Widespread adoption of digital twins across industries is having a transformative business impact on product development, risk assessment and sustainability, an Altair survey of more than 2,000 IoT and software engineering specialist, among other IT roles.
Respondents said digital twin technology will help them achieve their sustainability goals for resource efficiency (76%), energy savings and operating cost savings (74%). and reduce waste (60%).
The majority (68%) of management responses said their company uses digital twins to achieve their sustainability goals, compared with just 43% of user-level responses.
“The main driver of any manufacturer is to save time and money,” said Keshav Sundaresh, global director of product management for Altair’s digital twin. “Manufacturers are always looking for effective ways to track and monitor products to improve reliability and performance.”

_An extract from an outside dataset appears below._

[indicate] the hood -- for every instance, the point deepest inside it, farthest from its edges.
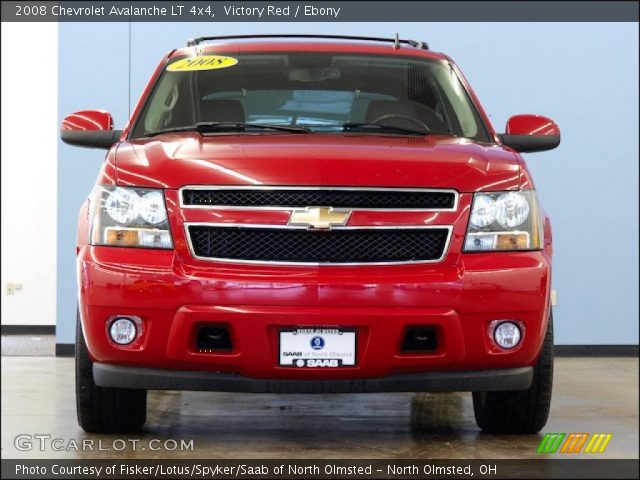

From a sustainability standpoint, less physical prototyping equals less waste, says Sundaresh. About two-thirds of respondents expect digital twins to make physical prototypes obsolete in the next few years. “That alone has had a significant impact on sustainability,” says Sundaresh.
Impact of physical prototyping on durability
Digital twins allow users to comprehensively understand and measure what is happening in a department, subsystem, product or process (in conjunction with the environment in which it operates) by combining multiple data sources and can also be used as a guide for future prediction and virtual execution of many simulation studies.
“This means a significant reduction in building operating costs through reduced energy consumption, maintenance, planning and operating costs,” he said.
For example, the digital twins in banking, financial services and insurance (BFSI) have been able to dramatically reduce the number of printers in an organization, not to mention saving millions of cartons of paper – and trees. Sundaresh adds: “Digital twins can help reduce the cost of raw materials, reduce product development costs, and reduce CO2 emissions from physical prototypes and test vehicles. Digital twins also improve quality and accuracy
Equally important, he said, is the improved quality and connectivity through the use of digital twins. “Digital twins integrated with AI algorithms offer the potential for highly efficient simulations with higher accuracy than traditional virtual prototyping methods,” he explains.
In addition, digital twin models can be deployed on live data from physical sensors to predict current and future performance of system components, subsystems, and systems. or process.